With respect to your query, you would effectively need to obtain a mortgage (as with UK properties) and purchase the property, either off plan or go for a finished property. I am not sure whether you can get a mortgage in the UAE as you are not a resident but you would typically need 20 - 30% of the property value as a deposit. 

Please use a lawyer before you enter into any formal agreement - the law is very ambiguous and if you do get it wrong, the law affords you very little protection. Research the area and particularly the maintenance fees - whilst property values have been plummeting, this has not stopped developers from increasing the service charges. You can simply go through an agent, who will show you property fitting your requirements but it is advisable that you view any property before making an offer. Importantly, the average life of a property is about 30 years and most will come with some sort of problem, be it cosmetic or structural, from the very first day! It is also very difficult to get the developer to fix latent defects. Patent defects are fixed on the basis that you point them out and ask for them to be fixed, else you are on your own!

Also, one point to note. You can no longer obtain a residence visa through the purchase of a property. Therefore, you will be reliant of tourist visas to visit your property for any length of time.


----------



## Maz25 (Jul 6, 2008)

Out of curiosity, on the basis that you are looking for a holiday home, are you planning to finance the property outright or are you looking to rent it out to part-finance your mortgage repayments? If it is the latter, bear in mind that there is a massive over supply of property on the market and property prices keep plummeting, so that will affect any rental that you get.


----------



## Divebum (Apr 15, 2011)

Why would you want to buy a holiday home here????.? 
With the glut of hotels we have out here, for you to make financial sense you would have to a he'll of a lot of holidays out here on an annual basis to even come close to making it worth your while. 
The biggest piece of advice is, come put here on quite a few more visits and then decide I'd it's for you. The current Market out here is no longer an investment dream. Yes property prices have come down, but if you only intend to spend 2or 3 weeks here per year, you would be throwing your well earned money away.


----------



## ash_ak (Jan 22, 2011)

he is probably thinking with the crash in prices, he can invest now and hopefully expect the prices to go up in a few years. I am assuming prices will go up in 5 years atleast from what they are now.


----------



## Jumeirah Jim (Jan 24, 2011)

You should only buy here if it's DIRT cheap and in a good established area. Certainly don't consider anything off plan or in an "up and coming" (ie desert for the next 20 years) area..

If you find a bargain somewhere like the Marina or downtown ask around and speak to some other owners, better still someone on the owners' association, to find out how he building's run and the service costs (which are usually extortionate). 

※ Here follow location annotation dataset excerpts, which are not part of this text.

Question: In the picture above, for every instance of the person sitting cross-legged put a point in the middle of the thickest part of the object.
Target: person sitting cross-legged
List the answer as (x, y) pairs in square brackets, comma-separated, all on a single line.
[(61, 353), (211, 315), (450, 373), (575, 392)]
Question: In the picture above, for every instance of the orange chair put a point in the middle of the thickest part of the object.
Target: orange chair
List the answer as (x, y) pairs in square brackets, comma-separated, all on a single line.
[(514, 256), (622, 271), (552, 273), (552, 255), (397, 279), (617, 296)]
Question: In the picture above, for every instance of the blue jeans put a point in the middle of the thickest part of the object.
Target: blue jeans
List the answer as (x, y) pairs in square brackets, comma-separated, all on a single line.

If you need a local mortgage then good luck as a non-resident. If you find a bank willing to lend then don't expect them to lend more than about 60% and the interest rate will be sky high. 8-9% minimum. Better to try and remortgaged in the UK if you have equity there then buy in cash here. 

Good luck if you go ahead with this - it's a bold move!


----------



## Maz25 (Jul 6, 2008)

ash_ak said:


> he is probably thinking with the crash in prices, he can invest now and hopefully expect the prices to go up in a few years. I am assuming prices will go up in 5 years atleast from what they are now.


Prices may or may not go up. It's a dangerous game to play to buy a property on the assumption that it will increase in value.
The costs of maintaining a property has been on the increase and therefore any rise in property value may not actually translate into a profit.

The property market in Dubai is too new and too ambiguous to enable a realistic prediction of the market to be made. The crash in 2008 brought home the fact that nothing is certain here and I'm sure that whilst tenants could not be any happier with the crash, developers and investors never could have predicted the crash and the extent of the financial crisis.


----------



## Bigjimbo (Oct 28, 2010)

I would say only buy in finished projects, such as the Palm, or certain towers in the Marina, greens, or Downtown. There is an increase in direct foreign investment at the moment, but there are severe supply issues as well. But carefully and you will have a really nice option, buy badly and you will be shovelling your cash into a big sandy hole.......


----------